Por que nossas crianças não vão bem em matemática?

Por que nossas crianças não vão bem em matemática?

João Bittar
Você sabe calcular porcentagem de cabeça ou precisa de uma calculadora? E contas com números decimais? É comum ouvirmos de muitos adultos por aí a frase “odeio matemática”. Muitos adultos até conseguem fazer uma conta de multiplicação bem rápido, mas não conseguem explicar o que são números naturais ou racionais, por exemplo.
Tais dificuldades não são fruto da maturidade. Esses obstáculos nascem lá na infância, quando, em um momento crucial do desenvolvimento infantil, o ensino da disciplina não considera preceitos básicos para a construção de conhecimento que permita compreender as propriedades dos sistemas matemáticos, que não se restringem a “aplicar tal regra”, mas a saber lidar com problemas, levantar e ajustar hipóteses, debater estratégias e generalizar procedimentos que deram certo.
Não por acaso, Priscila Monteiro, coordenadora do Instituto Avisa Lá e coordenadora da Pós-Graduação em Didática da Matemática no Instituto Superior Vera Cruz, defende que “saber matemática é uma forma de dialogar com o mundo, e não apenas saber fazer contas”. É, portanto, uma linguagem! Priscila fala sobre essa outra maneira de se relacionar com o que não sabemos.
Segundo Priscila, essa é uma conversa urgente. Os dados mais recente mostram exatamente isso: de acordo com o Avaliação Nacional de Alfabetização (ANA), realizada pelo Instituto Nacional de Estudos e Pesquisas Educacionais Anísio Teixeira (Inep), apenas 35% dos alunos do 3º ano do Ensino Fundamental têm conhecimento adequado na disciplina. Além dos entraves cognitivos que esses índices representam, eles evidenciam também a exclusão de milhões de cidadãos ainda na infância.
Sobre os resultados, Priscila faz um importante alerta: os professores precisam de formação. “Há no 2º ano do Ensino Fundamental uma ruptura de natureza pedagógica no ensino de matemática: muitas crianças são submetidas às continhas estruturadas [de adição, subtração] sem que elas estejam preparadas para tal”, alerta a educadora.
O problema, porém, é sistêmico. As universidade não ensinam aos docentes como as crianças pensam e de que modo valorizar essa peculiaridade, da mesma maneira que muitas redes falham no apoio aos professores. “Eles precisam de atividades de aperfeiçoamento constante para lidar com as perguntas e questionamentos dos estudantes”, pontua Priscila.

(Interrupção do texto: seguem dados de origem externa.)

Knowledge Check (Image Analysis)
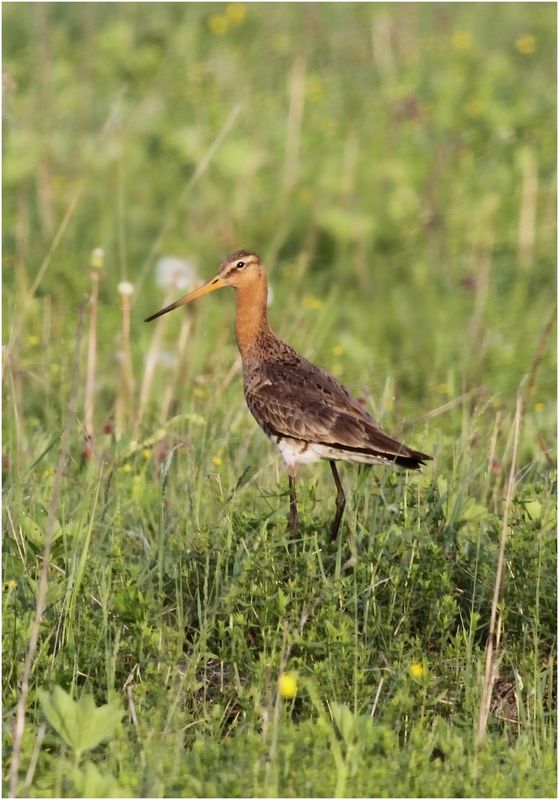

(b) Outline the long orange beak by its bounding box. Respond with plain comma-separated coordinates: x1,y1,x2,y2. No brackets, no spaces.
144,275,227,322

Perguntas essas que, segundo a educadora, dão pistas sobre como a metodologia é parte do processo de aprendizagem da disciplina. “Matemática é como falar: a criança vai falando tudo errado, mas você não pede que ela se cale. Da mesma maneira, as crianças precisam, desde a Educação Infantil, propor soluções a problemas matemáticos. Por exemplo, é possível levar um calendário para a sala de aula e refletir com os alunos sobre os dias ou falar sobre a que hora os pais vêm buscá-los”, indica Priscila. “Seja na Pré-escola, seja nos primeiros anos do Ensino Fundamental, o aluno precisa testar hipóteses próprias e ser direcionado em um processo pedagógico que o leve à compreensão da resposta correta. Isso é muito diferente de dizer: ‘é isso’ e pronto”.
Quanto antes o mito da matemática como um conhecimento “difícil” for eliminado, mais rápido avançaremos rumo a uma aprendizagem democrática, concretizando a missão das escolas públicas: dar acesso ao conhecimento. Inúmeras pesquisas de desenvolvimento infantil atestam que toda criança é capaz de aprender. Dito isto, o que falta? Oportunidades de aprendizagem para todos, que somente serão possíveis mediante a uma articulação que coloque as crianças no centro, destinando tempo, pessoas e financiamento para a Educação e, consequentemente, para o desenvolvimento pleno infantil.
Aprender matemática no começo da escolaridade, faz, segundo Priscila, toda a diferença. “É fundamental para a autoestima do aluno. Quando ele é bem acompanhado, testa hipóteses matemáticas e chega a uma resolução correta, há um ganho de confiança em si mesmo”, afirma a educadora.